VidPipe executes a 15-stage pipeline for each video. Each stage is wrapped in runStage() which catches errors — a stage failure does not abort the pipeline. Subsequent stages proceed with whatever data is available.

Stage Overview

#StageDescription
1IngestionCopies video into the repo structure, extracts metadata with FFprobe
2TranscriptionExtracts audio and runs OpenAI Whisper for word-level transcription
3Silence RemovalAI detects and removes dead-air segments, capped at 20% of video
4CaptionsGenerates SRT, VTT, and ASS subtitle files with karaoke highlighting
5Caption BurnBurns ASS captions into the video via FFmpeg
6ShortsAI identifies best 15–60s moments and extracts clip variants
7Medium ClipsAI identifies 1–3 min standalone segments with crossfade transitions
8ChaptersAI detects topic boundaries and outputs chapter markers
9SummaryAI writes a Markdown README with key-frame screenshots
10Social MediaGenerates platform-tailored posts for 5 platforms
11Short PostsGenerates per-short social media posts for all 5 platforms
12Medium Clip PostsGenerates per-medium-clip social media posts for all 5 platforms
13Queue BuildCopies posts and video variants into publish-queue/ for review
14BlogAI writes a dev.to-style blog post with web-sourced links
15Git PushAuto-commits and pushes all generated assets

Data Flow

Two transcripts flow through the pipeline:

  • Adjusted transcript — timestamps shifted to match the silence-removed video.
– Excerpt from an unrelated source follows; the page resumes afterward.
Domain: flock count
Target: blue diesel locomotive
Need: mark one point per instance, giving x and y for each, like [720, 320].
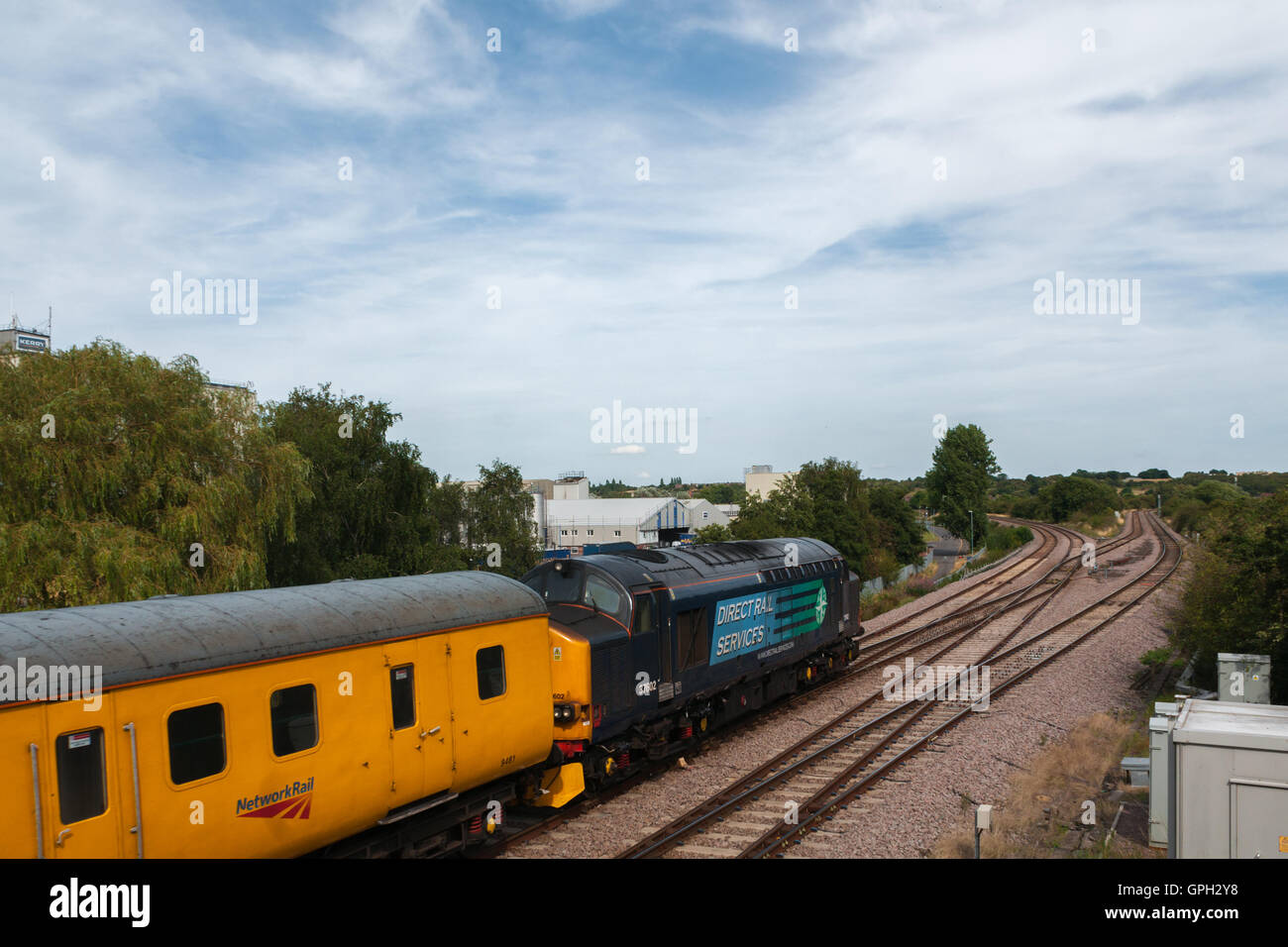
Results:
[651, 648]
Used by captions (stages 4–5) so subtitles align with the edited video.
  • Original transcript — unmodified Whisper output. Used by shorts, medium clips, and chapters (stages 6–8) because clips are cut from the original video.

Shorts and chapters are generated before the summary so the README can reference them.

Stage Details

1. Ingestion

Copies the video file into the repo's recordings/{slug}/ directory and extracts metadata using FFprobe.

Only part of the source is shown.